Subjects in the EG received all training sessions in a spacious, well-appointed room designed for comfort and free from sensory distraction. This setting was achieved by closing windows, minimizing noise, and maintaining a visually subdued environment that was neither too bright nor too dark. Prior to training, subjects were directed to power off their cell phones, and they were encouraged to wear breathable, slightly loose-fitting clothing to ensure unrestricted breathing.
All sessions were implemented by one occupational therapist with 15 years of clinical experience providing occupational therapy to patients with psychiatric disorders. The intervention was confined to in-session activities, and subjects were explicitly advised against practicing breathing-relaxation and ASMR training outside of the scheduled training sessions.

Outcome measures

ASMR scale

The Autonomous sensory meridian response scale (ASMR-15), originally developed by Roberts et al. [24] was translated into Korean and was utilized to measure ASMR-induced experiences [25]. The ASMR-15 consists of four factors: sensation, relaxation, affect, and altered consciousness. It has a self-reported 5-point Likert scale (1: strongly disagree, 2: disagree, 3: neutral, 4: agree, 5: strongly agree) for a total of 15 items, and higher scores indicate more positive ASMR experiences. The internal consistency (Cronbach’s α) of the ASMR-15 was 0.78 for the total score and ranges from 0.72 to 0.82 for each sub-factor [24].

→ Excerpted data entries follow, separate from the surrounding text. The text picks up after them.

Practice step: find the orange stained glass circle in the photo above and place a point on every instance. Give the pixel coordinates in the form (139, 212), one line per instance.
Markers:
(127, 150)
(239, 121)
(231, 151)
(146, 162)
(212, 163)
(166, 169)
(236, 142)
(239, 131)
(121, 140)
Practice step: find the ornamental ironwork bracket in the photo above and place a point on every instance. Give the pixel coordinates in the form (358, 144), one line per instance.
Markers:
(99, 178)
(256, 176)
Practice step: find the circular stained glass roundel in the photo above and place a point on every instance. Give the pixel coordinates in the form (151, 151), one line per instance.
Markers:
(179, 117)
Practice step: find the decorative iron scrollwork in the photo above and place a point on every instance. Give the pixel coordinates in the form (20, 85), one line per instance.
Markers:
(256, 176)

Korean version of the Profile of Mood State-Brief

The Korean version of the Profile of Mood State-Brief (K-POMS-B), translated by Yeun and Shin-Park [26] was used to assess mood disturbance. Its questionnaire consists of a total of 30 items categorized into six domains (tension-anxiety, depression, anger-hostility, fatigue, confusion, and vigor) and is rated on a 5-point Likert scale. A higher score indicates a poor mood state. The internal consistency (Cronbach’s α) was 0.91 [26].

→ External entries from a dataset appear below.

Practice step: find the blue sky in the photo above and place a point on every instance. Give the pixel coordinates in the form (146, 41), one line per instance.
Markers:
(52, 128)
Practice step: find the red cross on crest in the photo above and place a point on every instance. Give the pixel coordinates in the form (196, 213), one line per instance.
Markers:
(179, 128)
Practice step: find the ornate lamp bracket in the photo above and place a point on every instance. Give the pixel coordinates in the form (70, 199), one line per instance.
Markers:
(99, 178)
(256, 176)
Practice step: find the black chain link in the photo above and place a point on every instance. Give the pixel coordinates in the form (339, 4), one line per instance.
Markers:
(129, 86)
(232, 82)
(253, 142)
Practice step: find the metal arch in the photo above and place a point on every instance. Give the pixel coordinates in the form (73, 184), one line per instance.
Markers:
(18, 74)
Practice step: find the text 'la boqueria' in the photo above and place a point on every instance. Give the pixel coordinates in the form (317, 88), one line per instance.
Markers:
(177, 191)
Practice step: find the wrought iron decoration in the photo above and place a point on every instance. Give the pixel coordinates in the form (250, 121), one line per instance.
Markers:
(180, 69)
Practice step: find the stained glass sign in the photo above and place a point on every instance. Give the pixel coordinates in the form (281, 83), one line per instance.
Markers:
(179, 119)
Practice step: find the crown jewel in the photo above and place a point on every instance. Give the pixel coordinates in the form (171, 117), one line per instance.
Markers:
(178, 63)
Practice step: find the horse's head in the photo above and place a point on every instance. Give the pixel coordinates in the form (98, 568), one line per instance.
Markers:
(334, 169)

Patient Health Questionnaire-9

The Patient Health Questionnaire-9 (PHQ-9) was conducted to assess depressive symptoms. The PHQ-9 consists of nine items, and subjects responded to symptoms experienced in the past two weeks on a 4-point Likert scale, with a higher total score indicating more severe depressive symptoms. This study used the Korean version of the PHQ-9 [27], and its internal consistency (Cronbach’s α) was 0.95.

Statistical analysis

All data were analyzed using the SPSS 26.0 version (IBM Corp., Armonk, NY, USA). In order to test data normality, the Kolmogorov-Smirnov test was conducted and then the normal distribution of all outcomes was confirmed. The demographical characteristics of the subjects were analyzed using descriptive statistics. A chi-square test and an independent t-test were used to compare the two groups. After the 8 training sessions, to compare outcome measures between both groups, an analysis of covariance (ANCOVA) with pre-test variables as covariates was implemented considering the design of this study. Additionally, an ANCOVA using pre-test variables as covariates is a relatively sophisticated method that additionally estimates the coefficients of pre-test variables and has the advantage of generally having higher power than an independent t-test even though there is no significant difference in a certain variable between groups [28]. Thus, in this study, all outcome measures were analyzed with an ANCOVA using pre-test scores as covariates.

RESULTS

General characteristics of subjects

A subject in each group dropped out; the study population was thus 20 in each group (Figure 1), as these two subjects refused to continue treatment. There were no significant differences in baseline demographic characteristics between both groups (all p>0.05) (Table 2).

ASMR experience

After the 8 training sessions, there was a significant difference in the ASMR-15 between both groups (all p<0.05) (Table 3), indicating that subjects in the EG experienced more ASMR than those in the CG. Specifically, all subscales, including sensation, relaxation, affect, and altered consciousness, demonstrated statistically significant differences between both groups.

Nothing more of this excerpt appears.